Eine bewegte Geschichte
Der CV-Altherrenzirkel Dorsten wurde im Wintersemester 1899/1900 ins Leben gerufen. Zu den Gründungsmitgliedern zählten unter anderem der damalige Schulleiter Dr. Gerhard Beste, der Oberlehrer Paul Müssen sowie der Arzt Dr. Schwegmann. Im Jahr 1907 erhielt der Zirkel seinen besonderen Namenszusatz „Libanon“ – inspiriert durch einen mitgebrachten Wein aus dem Bekaa-Tal.

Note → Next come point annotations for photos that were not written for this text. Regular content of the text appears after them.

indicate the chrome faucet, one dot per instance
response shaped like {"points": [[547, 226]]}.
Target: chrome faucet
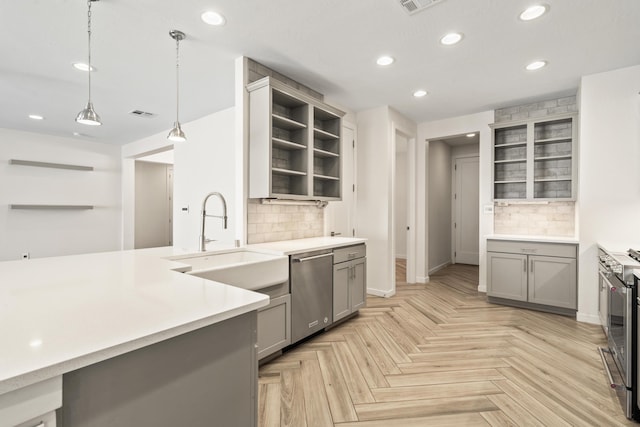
{"points": [[203, 239]]}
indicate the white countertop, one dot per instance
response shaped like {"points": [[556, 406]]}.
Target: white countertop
{"points": [[63, 313], [289, 247], [531, 238]]}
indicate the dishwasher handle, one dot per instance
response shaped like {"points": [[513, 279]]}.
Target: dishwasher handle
{"points": [[309, 258]]}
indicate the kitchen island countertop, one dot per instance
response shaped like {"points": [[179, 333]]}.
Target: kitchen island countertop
{"points": [[63, 313]]}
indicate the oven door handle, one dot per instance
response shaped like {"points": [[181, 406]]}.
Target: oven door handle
{"points": [[606, 366]]}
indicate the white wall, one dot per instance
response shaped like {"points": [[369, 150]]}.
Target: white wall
{"points": [[153, 207], [609, 174], [373, 222], [401, 190], [377, 131], [204, 163], [439, 205], [456, 126], [52, 233]]}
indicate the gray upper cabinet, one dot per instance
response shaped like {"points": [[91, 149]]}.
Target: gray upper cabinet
{"points": [[543, 275], [535, 159], [294, 144]]}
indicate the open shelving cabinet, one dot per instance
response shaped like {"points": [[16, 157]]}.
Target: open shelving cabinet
{"points": [[294, 144], [534, 159]]}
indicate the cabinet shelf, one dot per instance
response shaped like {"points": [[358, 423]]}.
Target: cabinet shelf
{"points": [[281, 171], [281, 143], [323, 153], [510, 161], [286, 123], [559, 179], [511, 144], [563, 157], [533, 159], [326, 177], [519, 181], [294, 143], [323, 134], [559, 139]]}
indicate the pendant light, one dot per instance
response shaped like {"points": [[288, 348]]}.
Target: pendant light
{"points": [[88, 116], [176, 134]]}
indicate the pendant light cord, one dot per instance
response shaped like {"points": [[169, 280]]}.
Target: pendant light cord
{"points": [[177, 78], [89, 43]]}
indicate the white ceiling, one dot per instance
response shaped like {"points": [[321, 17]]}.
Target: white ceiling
{"points": [[329, 45]]}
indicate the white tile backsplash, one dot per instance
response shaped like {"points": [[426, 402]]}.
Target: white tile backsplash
{"points": [[552, 219], [272, 223]]}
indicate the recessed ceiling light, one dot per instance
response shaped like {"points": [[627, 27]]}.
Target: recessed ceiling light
{"points": [[82, 66], [451, 38], [385, 60], [536, 65], [213, 18], [534, 12]]}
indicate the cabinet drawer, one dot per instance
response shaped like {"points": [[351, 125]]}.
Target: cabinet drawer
{"points": [[565, 250], [348, 253], [274, 326]]}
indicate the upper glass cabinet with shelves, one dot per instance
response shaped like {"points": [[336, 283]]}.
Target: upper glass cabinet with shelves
{"points": [[534, 159], [294, 144]]}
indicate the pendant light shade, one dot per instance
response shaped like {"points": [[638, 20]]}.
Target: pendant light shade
{"points": [[88, 115], [177, 134]]}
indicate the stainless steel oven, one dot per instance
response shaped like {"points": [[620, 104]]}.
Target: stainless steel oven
{"points": [[615, 272]]}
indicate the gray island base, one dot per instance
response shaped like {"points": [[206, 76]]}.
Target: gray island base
{"points": [[204, 378]]}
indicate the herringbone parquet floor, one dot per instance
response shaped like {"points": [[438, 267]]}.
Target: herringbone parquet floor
{"points": [[440, 355]]}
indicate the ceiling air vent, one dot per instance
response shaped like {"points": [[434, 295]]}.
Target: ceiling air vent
{"points": [[415, 6], [141, 113]]}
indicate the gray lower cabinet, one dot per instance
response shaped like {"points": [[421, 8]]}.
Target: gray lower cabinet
{"points": [[207, 377], [542, 275], [349, 281], [274, 326]]}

Der Vorsitzende trägt seither den Titel „Scheich“, die Mitglieder nennen sich „Zedern“.

Dreimal in seiner Geschichte wurde der Zirkel zwangsweise aufgelöst, zuletzt 1935 in der NS-Zeit. Doch jedes Mal fand sich die Gemeinschaft wieder zusammen und setzte ihr Wirken fort. Heute jedoch sieht sich der Ortszirkel mit neuen Herausforderungen konfrontiert: Der demografische Wandel und die Veränderungen in der akademischen Berufswelt führen dazu, dass immer weniger junge Akademiker in Dorsten bleiben. Viele zieht es aus beruflichen und familiären Gründen in Universitätsstädte wie Essen und Münster. Gleichzeitig fällt auf, dass in den letzten Jahren kaum Zuzug nach Dorsten verzeichnet wurde, was sich auch auf den Zirkel auswirkt. Bereits in Marl hat sich der CV-Ortszirkel aufgelöst.

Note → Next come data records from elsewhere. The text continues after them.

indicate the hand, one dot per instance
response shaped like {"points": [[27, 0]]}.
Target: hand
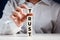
{"points": [[18, 16]]}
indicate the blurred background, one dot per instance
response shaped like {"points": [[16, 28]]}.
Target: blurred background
{"points": [[3, 3]]}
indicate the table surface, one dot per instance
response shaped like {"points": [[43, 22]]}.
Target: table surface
{"points": [[33, 37]]}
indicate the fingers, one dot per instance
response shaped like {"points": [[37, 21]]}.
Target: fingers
{"points": [[24, 6], [30, 14]]}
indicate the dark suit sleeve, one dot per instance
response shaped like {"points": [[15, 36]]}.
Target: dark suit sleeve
{"points": [[2, 5]]}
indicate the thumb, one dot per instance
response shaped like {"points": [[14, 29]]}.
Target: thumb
{"points": [[24, 6]]}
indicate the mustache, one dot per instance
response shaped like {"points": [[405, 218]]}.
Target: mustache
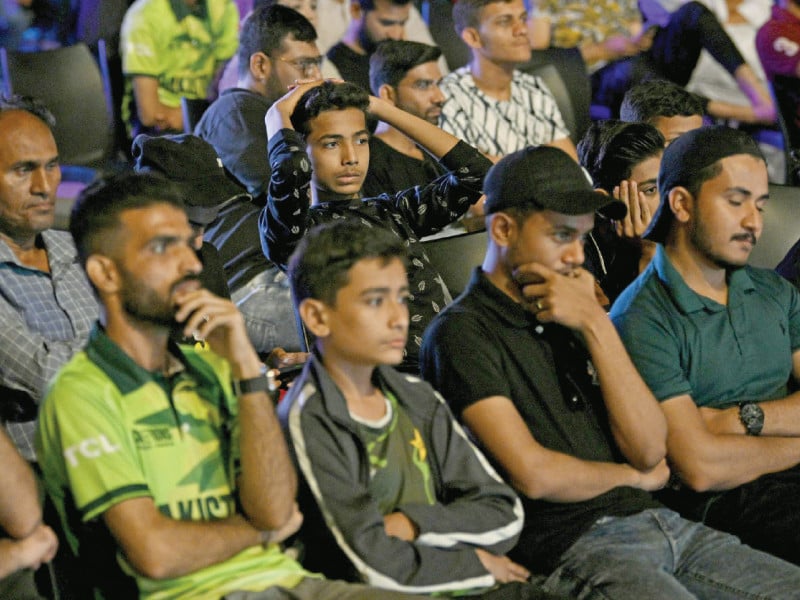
{"points": [[745, 237], [184, 279]]}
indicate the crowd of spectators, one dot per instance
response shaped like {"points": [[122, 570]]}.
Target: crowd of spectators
{"points": [[240, 375]]}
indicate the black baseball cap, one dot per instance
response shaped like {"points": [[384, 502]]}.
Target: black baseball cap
{"points": [[193, 164], [546, 178]]}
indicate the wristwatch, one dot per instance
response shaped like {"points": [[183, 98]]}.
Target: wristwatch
{"points": [[752, 417], [263, 382]]}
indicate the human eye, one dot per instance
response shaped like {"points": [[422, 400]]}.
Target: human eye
{"points": [[649, 190], [563, 236]]}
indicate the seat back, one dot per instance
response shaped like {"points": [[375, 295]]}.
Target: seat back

Festrede mit nachdenklichen Worten
In seiner Festrede erinnerte der Vorsitzende des CV-Altherrenzirkels Dorsten, Dr. Wolfgang Schröder, an die Gründungsgeschichte und betonte den Mut, bewusste Entscheidungen zu treffen. In Anlehnung an den geistlichen Schriftsteller Johannes Bours zitierte er: „Der Mensch wird des Weges geführt, den er wählt.“ Er ermutigte die Anwesenden, sich weiterhin mit Engagement und Überzeugung für ihre Werte und ihre Gemeinschaft einzusetzen. Zum Abschluss dankte er allen Mitgliedern für ihren unermüdlichen Einsatz.
Mit diesem Jubiläum setzt der CV-Altherrenzirkel Dorsten ein Zeichen für Beständigkeit und gelebte Tradition in einer sich wandelnden Welt. Die Herausforderung der Zukunft bleibt, junge Akademiker für das Engagement in solchen Verbindungen zu begeistern und Dorsten als attraktiven Wohn- und Studienort zu erhalten.